Azul oscuro, los pasos de una princesa de la noche, en una ráfaga de desasosiego.
Azul rapsodia, las cortinas teñidas de índigo temeroso, alrededor de su escapada.
(Azules)

Silvia Zanetto

Camille y Amelie

La gare routière de Paul Delvaux, 1960

El azul amarillo del cielo aparece entre ese bosque hipnotizador, cuyos árboles tan verdes nos encantan. No hay aldeas, no hay viviendas, solo un edificio de la estación, donde se puede llegar de quién sabe dónde, o irse a los lugares más lejanos del mundo.
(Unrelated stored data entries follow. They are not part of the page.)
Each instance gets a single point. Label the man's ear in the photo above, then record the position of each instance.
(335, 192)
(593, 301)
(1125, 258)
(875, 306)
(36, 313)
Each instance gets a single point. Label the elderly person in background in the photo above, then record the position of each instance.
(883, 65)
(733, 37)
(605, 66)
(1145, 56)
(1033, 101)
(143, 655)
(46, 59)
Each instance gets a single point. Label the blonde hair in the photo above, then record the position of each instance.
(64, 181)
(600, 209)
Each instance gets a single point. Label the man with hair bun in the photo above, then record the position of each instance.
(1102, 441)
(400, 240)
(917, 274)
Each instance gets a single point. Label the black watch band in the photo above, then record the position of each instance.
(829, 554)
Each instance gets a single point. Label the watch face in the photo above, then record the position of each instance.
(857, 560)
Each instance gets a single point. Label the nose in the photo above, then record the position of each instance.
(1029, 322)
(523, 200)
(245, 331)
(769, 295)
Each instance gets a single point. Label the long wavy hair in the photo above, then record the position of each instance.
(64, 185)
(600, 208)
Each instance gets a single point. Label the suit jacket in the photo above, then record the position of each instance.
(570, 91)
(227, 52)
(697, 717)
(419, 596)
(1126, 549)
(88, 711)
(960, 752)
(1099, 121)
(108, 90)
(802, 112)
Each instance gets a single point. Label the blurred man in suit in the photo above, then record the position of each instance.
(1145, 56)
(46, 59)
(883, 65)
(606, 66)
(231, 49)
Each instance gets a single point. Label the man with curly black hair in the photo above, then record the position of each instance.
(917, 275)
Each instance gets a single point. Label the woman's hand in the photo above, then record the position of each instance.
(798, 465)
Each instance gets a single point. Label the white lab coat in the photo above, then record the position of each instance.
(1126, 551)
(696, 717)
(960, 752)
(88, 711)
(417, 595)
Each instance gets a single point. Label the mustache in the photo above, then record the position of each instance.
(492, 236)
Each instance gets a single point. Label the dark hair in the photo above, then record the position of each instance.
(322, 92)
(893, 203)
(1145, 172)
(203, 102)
El bosque es denso, casi sin fin; aparece una colina igual de verde. El silencio es infinito, no hay ni voz ni respiración: no hay nadie humano, ni una bestia o una mascota. Esa mudez nos angustia y al mismo tiempo nos encanta. Aquí solo estamos nosotras: Camille,  mi hermana gemela Amelie y yo.
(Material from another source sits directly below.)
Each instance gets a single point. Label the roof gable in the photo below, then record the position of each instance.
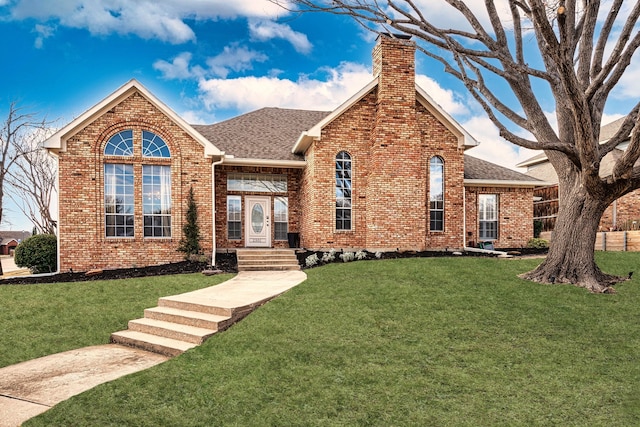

En el misterio callado de la estación se oye un ruido sutil, casi como si no fuera verdad. Pero es verdad: el tren que estábamos esperando casi silenciosamente llega, tirando su humo hacia el cielo.

— ¡Vamos! — me dice Amelie — ¡ha llegado! 

Veo su sonrisa, su mirada sobreexcitada: no parecemos gemelas ahora. Yo querría escapar del tren, de la estación, de quien estamos esperando. Querría esconderme en la parte más densa del bosque, ascender a la colina, elevarme al cielo azul amarillo…

— ¡Vamos! — me grita Amelie — ¡Papá ha llegado!

Después de todos estos años.  Tras dejarnos a nosotras y a nuestra madre. 

Todo este silencio verde, angustioso y encantador, se va a desaparecer, cuando él baje del tren. Casi no recuerdo su voz, pero estoy segura de que no pertenece a este mundo.

Amelie corre hacia el tren, yo sigo aquí.  

Las puertas del tren ahora están abiertas, pero no baja nadie. Nadie.

La mirada de Amelie se encuentra con la mía: ahora somos gemelas otra vez. 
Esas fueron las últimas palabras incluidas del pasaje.